Генри так и замер, пока кровь стучала в ушах, на голову будто надели железный обруч, который все сильнее сжимался тугим кольцом, превращая мозг и все, что его наполняло, в ничто.

– Ваш чай стынет, Генри.

Он вздрогнул, когда его коснулись эти неподходящие будничные слова. Его сознание все еще носилось над чащей, стремясь к вырытой могиле, к изуродованной мертвой девочке.

– Я не хочу чай. Я хочу понять, что здесь творится.

Она села еще ровнее, окруженная магическим пузырем притворного спокойствия, и в этой позе он уловил не только привычную грацию и уверенность, но – напряженность, какую-то напускную строгость. Пузырь шел трещинами и снова затягивался, словно она была оптической иллюзией: разной картиной под разными углами.

– Как же неудобно, вы то появляетесь, то исчезаете. От этого прямо голова идет кругом [104].

Грейс оценила его попытку к цитированию, и уголки ее губ поднялись.

– Вы нравитесь Агнес, и я даже могу понять почему.

Это признание вынудило его сглотнуть, чтобы протолкнуть ком, камнем вставший поперек горла.

– Это не относится к делу.

– Вы намерены скрасить ее одиночество?

– Что вы имеете в виду?

– Я уже взрослая. Вы тоже. Мы оба знаем, что я имею в виду.

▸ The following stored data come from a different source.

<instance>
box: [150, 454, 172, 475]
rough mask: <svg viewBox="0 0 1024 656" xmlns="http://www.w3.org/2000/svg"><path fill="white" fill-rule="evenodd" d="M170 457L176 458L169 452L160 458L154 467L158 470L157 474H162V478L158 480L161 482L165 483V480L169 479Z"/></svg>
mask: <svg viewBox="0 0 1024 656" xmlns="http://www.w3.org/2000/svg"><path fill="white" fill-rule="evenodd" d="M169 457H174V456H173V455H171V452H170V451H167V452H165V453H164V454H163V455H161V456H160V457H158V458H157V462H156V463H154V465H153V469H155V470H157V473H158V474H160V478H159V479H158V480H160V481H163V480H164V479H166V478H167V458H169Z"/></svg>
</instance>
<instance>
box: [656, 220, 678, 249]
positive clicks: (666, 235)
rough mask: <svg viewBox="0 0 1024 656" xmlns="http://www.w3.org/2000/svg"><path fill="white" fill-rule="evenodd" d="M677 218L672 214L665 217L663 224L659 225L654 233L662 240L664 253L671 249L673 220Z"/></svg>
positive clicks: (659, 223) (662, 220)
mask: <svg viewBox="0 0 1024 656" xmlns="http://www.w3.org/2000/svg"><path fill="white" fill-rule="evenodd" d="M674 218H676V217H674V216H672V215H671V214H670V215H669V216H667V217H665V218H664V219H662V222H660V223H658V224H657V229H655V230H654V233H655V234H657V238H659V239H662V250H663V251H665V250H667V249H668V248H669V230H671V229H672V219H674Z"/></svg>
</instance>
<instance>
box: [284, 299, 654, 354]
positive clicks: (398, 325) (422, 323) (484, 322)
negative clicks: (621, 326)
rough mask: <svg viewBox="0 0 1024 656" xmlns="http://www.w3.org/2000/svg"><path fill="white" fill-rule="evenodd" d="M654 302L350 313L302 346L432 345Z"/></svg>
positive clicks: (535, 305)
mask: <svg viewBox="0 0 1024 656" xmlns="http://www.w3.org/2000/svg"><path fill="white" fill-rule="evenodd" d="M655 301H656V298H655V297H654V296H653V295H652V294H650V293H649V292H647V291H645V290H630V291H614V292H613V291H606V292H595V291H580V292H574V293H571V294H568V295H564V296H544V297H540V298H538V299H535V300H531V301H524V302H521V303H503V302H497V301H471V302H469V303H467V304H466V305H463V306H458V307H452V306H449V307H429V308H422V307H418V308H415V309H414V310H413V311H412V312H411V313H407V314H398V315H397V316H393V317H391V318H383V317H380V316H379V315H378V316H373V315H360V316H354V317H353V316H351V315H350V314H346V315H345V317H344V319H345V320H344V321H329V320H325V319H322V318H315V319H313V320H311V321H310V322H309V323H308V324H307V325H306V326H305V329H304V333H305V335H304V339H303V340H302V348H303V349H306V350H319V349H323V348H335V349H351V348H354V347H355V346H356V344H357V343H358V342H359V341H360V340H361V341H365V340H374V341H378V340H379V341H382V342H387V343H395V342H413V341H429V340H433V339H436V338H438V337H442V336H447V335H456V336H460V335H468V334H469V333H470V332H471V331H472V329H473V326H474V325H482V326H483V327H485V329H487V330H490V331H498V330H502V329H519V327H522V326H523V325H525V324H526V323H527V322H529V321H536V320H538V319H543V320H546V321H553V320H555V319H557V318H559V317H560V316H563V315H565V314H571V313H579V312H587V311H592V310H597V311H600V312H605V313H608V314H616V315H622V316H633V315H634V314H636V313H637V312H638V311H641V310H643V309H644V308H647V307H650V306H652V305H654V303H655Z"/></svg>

– Агнес помогает мне, вот и все. Она хороший человек.

– Я это не оспариваю.

– Она… она хороший человек, – глупо повторил он, потупив взгляд.

Если бы он продолжил, если бы произнес все вслух, признав, как она влияет на него и что он не может ничего с этим поделать, как человек, смотрящий на приближающиеся волны цунами, все стало бы слишком сложным.

– И все?

– И все.

– Тело найдено, мистер Стайн, как вы и хотели. И если вы не собираетесь порадовать мою тетушку, то, полагаю, вам больше нечего здесь делать.